Programmed death-ligand 1 (PD-L1), also known as B7-H1, is a newly discovered T-cell costimulatory molecule and immune checkpoint molecule in tumor immunity. The interaction between PD-L1 and its receptor programmed death 1 (PD-1) can inhibit immune responses by inducing T-cell apoptosis, impairing cytokine production, and diminishing the cytotoxicity of activated T cells, and may endow tumors with a mechanism to escape host immune destruction.⁶ The upregulation of PD-L1 expression has been reported to be associated with poor prognosis and resistance to anticancer therapies in many malignancies, including BCa.^7–10 Moreover, blockade of the PD-L1/PD-1 axis was shown to induce a potent antitumor immune response in preclinical mouse models as well as in the clinic.^11–13

Our previous studies found that activation of toll like receptor 4 (TLR-4) signaling in BCa cells could upregulate PD-L1 expression through the MAPK pathway and subsequently weaken the cytotoxicity of cytotoxic T lymphocyte (CTL) against BCa cells.¹⁴ BCG is a potent activator of TLR-4-dependent signaling and TLR-4 has also been demonstrated to serve an important role in the induction of BCG-induced antitumor immunity during intravesical BCG therapy.¹⁵ Thus, we hypothesized that BCG induces a local inflammatory response that could enhance the infiltration of tumor-specific T cells and simultaneously induce PD-L1 expression in the tumor microenvironment.
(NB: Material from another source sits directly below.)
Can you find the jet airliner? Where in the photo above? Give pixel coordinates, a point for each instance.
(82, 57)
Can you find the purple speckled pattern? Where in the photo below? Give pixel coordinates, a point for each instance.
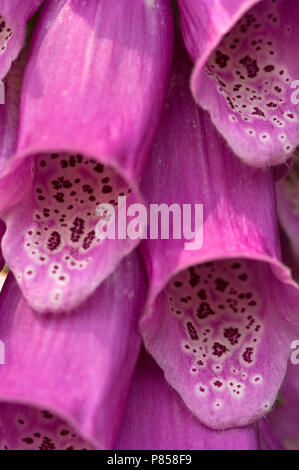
(175, 125)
The accumulation of PD-L1-expressing cells in bladder tissues may gradually impair host cell-mediated immunity, limit and even abrogate the effectiveness of BCG immunotherapy. Moreover, the concept of BCG-induced PD-L1 expression and subsequent blockade might broaden the application of PD-L1/PD-1 axis inhibitors and prove to be a potent anticancer therapy when combined with BCG immunotherapy.
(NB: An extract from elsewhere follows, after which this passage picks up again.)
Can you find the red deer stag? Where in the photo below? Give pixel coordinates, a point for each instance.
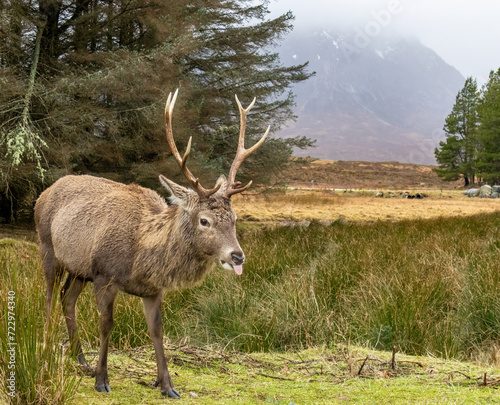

In this study we first investigated the effects of BCG treatment on PD-L1 expression in BCa cell line and orthotopic rat BCa models. Moreover, we further evaluated whether the combination of BCG immunotherapy with PD-L1 blockade could enhance and optimize the antitumor immunity in BCa.

Materials and methods

Cell culture

Human BCa cell line T24 cells were obtained from the Cell Bank of the Chinese Academy of Sciences (Shanghai, China). Cells were cultured in RPMI 1640 media (Thermo Fisher Scientific, Waltham, MA, USA) supplemented with 10% fetal bovine serum (Thermo Fisher Scientific), 100 U/mL penicillin (Sigma-Aldrich, St Louis, MO, USA) and 100 μg/mL streptomycin (Sigma-Aldrich) at 37°C in a humidified atmosphere containing 5% CO₂ and 95% air. Cells in the logarithmic phase of growth were used for further experiments.
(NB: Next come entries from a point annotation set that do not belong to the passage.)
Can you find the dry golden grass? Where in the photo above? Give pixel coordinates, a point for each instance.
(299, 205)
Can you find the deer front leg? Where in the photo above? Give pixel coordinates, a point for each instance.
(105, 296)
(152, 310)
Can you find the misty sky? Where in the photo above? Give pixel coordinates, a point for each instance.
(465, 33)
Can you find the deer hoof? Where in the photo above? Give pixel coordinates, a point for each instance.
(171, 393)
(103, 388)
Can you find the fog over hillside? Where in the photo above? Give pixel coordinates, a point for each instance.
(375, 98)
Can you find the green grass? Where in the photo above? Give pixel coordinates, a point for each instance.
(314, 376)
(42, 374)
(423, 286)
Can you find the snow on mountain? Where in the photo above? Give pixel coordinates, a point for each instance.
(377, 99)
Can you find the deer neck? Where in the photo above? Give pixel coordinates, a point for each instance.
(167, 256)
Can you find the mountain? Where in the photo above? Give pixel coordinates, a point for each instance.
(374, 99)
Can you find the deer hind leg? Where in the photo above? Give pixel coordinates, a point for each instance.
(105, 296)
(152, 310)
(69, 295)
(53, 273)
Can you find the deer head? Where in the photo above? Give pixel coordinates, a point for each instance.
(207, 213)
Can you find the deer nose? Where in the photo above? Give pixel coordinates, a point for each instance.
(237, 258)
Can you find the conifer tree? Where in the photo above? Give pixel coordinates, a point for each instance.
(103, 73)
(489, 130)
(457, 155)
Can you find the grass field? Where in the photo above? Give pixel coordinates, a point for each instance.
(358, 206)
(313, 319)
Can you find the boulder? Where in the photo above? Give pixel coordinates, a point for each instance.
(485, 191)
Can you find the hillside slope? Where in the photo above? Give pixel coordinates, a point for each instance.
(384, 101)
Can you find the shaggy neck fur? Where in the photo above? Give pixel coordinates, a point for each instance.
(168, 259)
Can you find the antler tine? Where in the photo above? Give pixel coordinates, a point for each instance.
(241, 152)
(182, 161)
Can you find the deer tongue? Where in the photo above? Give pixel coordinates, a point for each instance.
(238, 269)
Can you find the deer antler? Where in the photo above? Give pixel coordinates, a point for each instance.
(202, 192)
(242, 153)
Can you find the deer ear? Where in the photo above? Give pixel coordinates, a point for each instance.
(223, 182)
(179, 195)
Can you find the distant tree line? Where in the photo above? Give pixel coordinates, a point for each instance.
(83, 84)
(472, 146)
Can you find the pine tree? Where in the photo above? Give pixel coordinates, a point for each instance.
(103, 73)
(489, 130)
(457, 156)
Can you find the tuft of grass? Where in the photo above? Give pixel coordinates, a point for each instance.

Establishment of orthotopic rat BCa model

Female Sprague-Dawley rats (6–8 weeks of age, weighing 200–250 g) were obtained from the Experimental Animal Center of Shanghai Jiaotong University (Shanghai, China). The ethics committees from Qingdao University Affiliated Hospital have approved this animal study, and the approval was obtained prior to the commencement of the study. All animal studies were carried out following the guidelines and regulations of the Animal Care and Use Committees of Qingdao University Affiliated Hospital. All rats were housed in microisolator cages under specific pathogen-free conditions on a 12 h light–dark cycle. Rat BCa models were constructed by intravesical instillation of N-methyl-N-nitrosourea (MNU, Sigma-Aldrich) at 2 mg/rat every other week for a total of four doses. At the end of the 8th week, all rats received abdominal computed tomography examination to observe the tumorigenic situation. Three rats were sacrificed and their bladders were harvested for histological study.

BCG treatment

The cultured T24 cells were pre-treated with BCG (1.0×10⁶ CFU/mg, REBIO, Shanghai, China) at various concentrations (bacterium/cell ratio of 0, 2.5:1, 5:1, 10:1 and 20:1) and incubation times (0 h, 2 h, 4 h, 6 h, 8 h and 10 h). Orthotopic tumor-bearing rats received intravesical instillation with BCG (2.5 mg/mL, 0.2 mL), or epirubicin (5 mg/mL, 0.2 mL), or gemcitabine (20 mg/mL, 0.2 mL), or normal saline (0.2 mL) every week for four doses.

Blockade of PD-L1 with antibodies

For the PD-L1 blockade experiment, 200 μg anti-PD-L1 (clone 10F.9G2, Bio-XCell, West Lebanon, NH, USA) was administered by intraperitoneal injection to orthotopic tumor-bearing rats every 4 days for a total of seven times. For the combination of BCG with anti-PD-L1 experiment, antibody treatments were started from the day of intravesical BCG instillation.

Flow cytometry analysis

The expressions of PD-L1 in T24 cells and tumor tissues of orthotopic rat BCa models were evaluated by flow cytometry. Phycoerythrin-labeled PD-L1 antibody (clone MIH1/MIH5, eBioscience, San Diego, CA, USA) or isotype-matched control antibody was added at a concentration of 1 μg per 1×10⁶ cells per 100 μL and cells were incubated for 30 min at 4°C. To detect CD8⁺ T cells and myeloid-derived suppressor cells (MDSCs) in tumor tissues, tumor infiltrating lymphocytes (TILs) were isolated from the single cell suspension by Ficoll-Hypaque density gradient centrifugation and then stained with anti-CD8 (clone 5H10), anti-CD11b (clone M1/70) and anti-Gr1 (clone Ly-6G/Ly-6C) (eBioscience). In addition, anti-IFN-γ (clone XMG1.2), anti-granzyme B (clone NGZB) and anti-TNF-α (clone MP6-XT22) (eBioscience) were used to detect IFN-γ, granzyme B and TNF-α secretion level in CD8⁺ T cells. Flow cytometric analysis was performed with a FACSCalibur (BD Biosciences, San Jose, CA, USA) and data were analyzed using CellQuest software (BD Biosciences).

Western blot analysis

Total proteins from tumor tissues were separated on polyacrylamide gel, transferred onto nitrocellulose membrane and incubated with anti-mouse PD-L1 antibody (clone TY25, Santa Cruz Biotechnology, Santa Cruz, CA, USA) overnight at 4°C. Membranes were then washed three times in washing buffer and incubated with anti-rabbit IgG conjugated to peroxidase for 1 h at room temperature. Immunoreactivity was determined by chemiluminescence according to manufacturer instructions.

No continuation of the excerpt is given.